Tercek also responded to Gameloft boss Michel Guillemot's keynote speech from the day before, pointing out that while big publishers like Gameloft complain about the operator demands that games run on 200+ handsets, they help keep that system in place by acceding to those demands.
He even described the business model as "insane": "This is an economy that's based on fiction. I'm starting to see some change and innovation around the edges of our industry, but I don't expect it to come from the big publishers. They're tied up in this economy with the operators. It'll come from small developers."
Tercek didn't stop there, going on to deflate some of the hot air surrounding the iPhone's potential for mobile games.

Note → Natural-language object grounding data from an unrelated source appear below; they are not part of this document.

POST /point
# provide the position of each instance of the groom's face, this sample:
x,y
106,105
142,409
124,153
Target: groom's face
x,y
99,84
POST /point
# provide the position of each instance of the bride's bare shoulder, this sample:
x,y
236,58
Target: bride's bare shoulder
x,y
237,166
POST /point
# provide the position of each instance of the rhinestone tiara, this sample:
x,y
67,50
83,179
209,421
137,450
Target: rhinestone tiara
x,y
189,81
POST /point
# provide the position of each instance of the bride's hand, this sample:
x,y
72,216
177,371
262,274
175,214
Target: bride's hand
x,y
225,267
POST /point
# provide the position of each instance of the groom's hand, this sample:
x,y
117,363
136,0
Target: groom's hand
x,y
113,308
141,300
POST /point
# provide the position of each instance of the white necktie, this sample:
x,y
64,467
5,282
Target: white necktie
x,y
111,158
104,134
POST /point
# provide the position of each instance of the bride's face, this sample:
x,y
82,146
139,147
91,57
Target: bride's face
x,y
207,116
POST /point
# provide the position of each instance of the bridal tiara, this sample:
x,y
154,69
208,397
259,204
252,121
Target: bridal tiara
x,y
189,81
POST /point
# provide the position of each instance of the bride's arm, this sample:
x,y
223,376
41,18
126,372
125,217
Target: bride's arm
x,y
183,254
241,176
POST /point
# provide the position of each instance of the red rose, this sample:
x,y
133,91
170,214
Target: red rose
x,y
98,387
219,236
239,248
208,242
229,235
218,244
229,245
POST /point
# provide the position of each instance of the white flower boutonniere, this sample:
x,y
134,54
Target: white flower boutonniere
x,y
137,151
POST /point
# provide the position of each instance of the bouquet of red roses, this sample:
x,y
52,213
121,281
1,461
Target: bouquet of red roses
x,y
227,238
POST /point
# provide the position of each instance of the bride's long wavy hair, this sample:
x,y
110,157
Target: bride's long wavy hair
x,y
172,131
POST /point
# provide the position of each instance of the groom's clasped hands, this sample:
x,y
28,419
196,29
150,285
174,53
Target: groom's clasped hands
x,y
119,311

Several speakers at the conference have suggested the iPhone could be a big deal for games developers when Apple starts selling games through iTunes, but Tercek pointed out that selling through iTunes could be just as restrictive as selling through operators.
"I'm personally a sceptic about the iPhone," he said. "Talk to anyone in the music industry. If we switch across to the iTunes model, we might be going from the frying pan to the fire. iTunes is the ultimate storefront with control over pricing and selection of content. Be careful what you wish for."

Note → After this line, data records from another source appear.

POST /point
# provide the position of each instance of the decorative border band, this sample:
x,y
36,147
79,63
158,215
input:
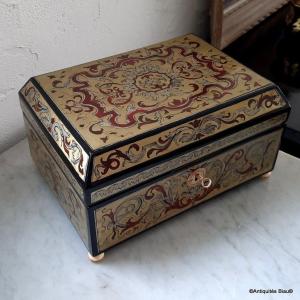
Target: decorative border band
x,y
127,156
182,160
69,146
159,201
33,124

Finally, Tercek held out the promise of better times for mobile game developers in the future. "What kinds of games would you make if you had the freedom to decide what kind of experiences to deliver?" he asked.
"Would you support 200 handsets, or only the ones that you know would perform, and where purchases would happen? Which brands, if any, would be licensed by publishers if we didn't need to scramble for deck space and placement from operators?"
Something to chew on, to say the least.